N E U N

„Hallo Grace.“, sagte die widerliche Stimme, die mit einem Messer um mich herum schlich und leise, Schritt für Schritt, auf mich zu kam. „Ich habe dich vermisst. Wie siehts mit dir aus?“, hauchte er mir ins Ohr, hielt das Messer an meinen Hals und ich versuchte mich vergebens von den kratzigen Seilen, die mich am Stuhl festhielten, zu befreien.

„Sei nicht so erbärmlich!“, schrie ich ihn an und deutete auf seine weiße Maske, welche keinen genauen Gesichtsausdruck besaß. „Binde mich los und wirf das Messer weg“, begann ich, „und dann kämpfen wir ehrenhaft von Mann zu Frau.“, ich zeigte mit meinem Kopf eine einladende Geste. Erst jetzt realisierte ich, wo ich mich eigentlich befand. Ich war in einem dunklen Zimmer, mit nur einer Lampe, ähnlich wie unser Keller. Auch hier war die Glühbirne nicht abgeschirmt und durchflutete mit ihrem befreiendem Licht kaum das gesamte Gewölbe. Jede Ecke hatte einen Schatten, worin man sich problemlos verstecken und den anderen, der im Licht stand, beobachten konnte. Hektisch sah ich mich genau um. Die Wände hatten alle die selbe blau - gräuliche Farbe, ebenso wie der Boden, wobei die Enden der Wände und des Bodens ineinander schwammen. Beim genaueren hinsehen erinnerte mich der Raum an einen Schuhkarton oder eine einfache Pappschachtel.

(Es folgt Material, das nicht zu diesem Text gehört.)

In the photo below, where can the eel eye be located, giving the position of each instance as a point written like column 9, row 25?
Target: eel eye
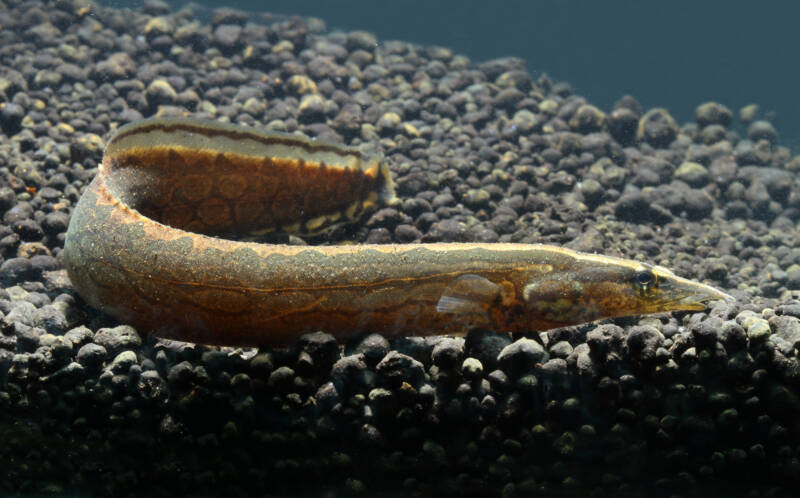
column 645, row 279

„Gut.“, langsam kam der Mann im blauen Anzug, der weißen Maske wieder auf mich zu und faltete seine Hände. „Machen wir es so, wie du es gesagt hast.“, er kniete sich hinter mich, wobei ein knacken seiner Knie ertönte und entfesselte meinen ersten Fuß, dann den zweiten. Ehe er meine Arme befreite, suchte ich mit meinem Blick hastig die Tür, die mich nach draußen bringen und mich aus diesem furchtbaren Raum befreien sollte, aber meine Suche blieb ergebnislos. Mein Plan ihn bewusstlos zu schlagen und dann abzuhauen löste sich mit einem Schlag in Luft auf und ich musste umdenken. Ich stand vom Holzstuhl auf, zog, wie in diesen albernen Westernflimen meine Lippe spielerisch nach oben um damit meine Zähne zu präsentieren und der Mann im blauen Anzug entfernte sich auf die andere Seite, nun stand er mir direkt gegenüber. Ich stürmte auf ihn los, krallte mich mit meinen spitzen Fingernägeln in seine, spürbar kräftig gebauten, Oberarme und bombardierte ihn mit Fragen, während ich versuchte ihn an die Wand zu pressen, was mir anfangs auch gelang.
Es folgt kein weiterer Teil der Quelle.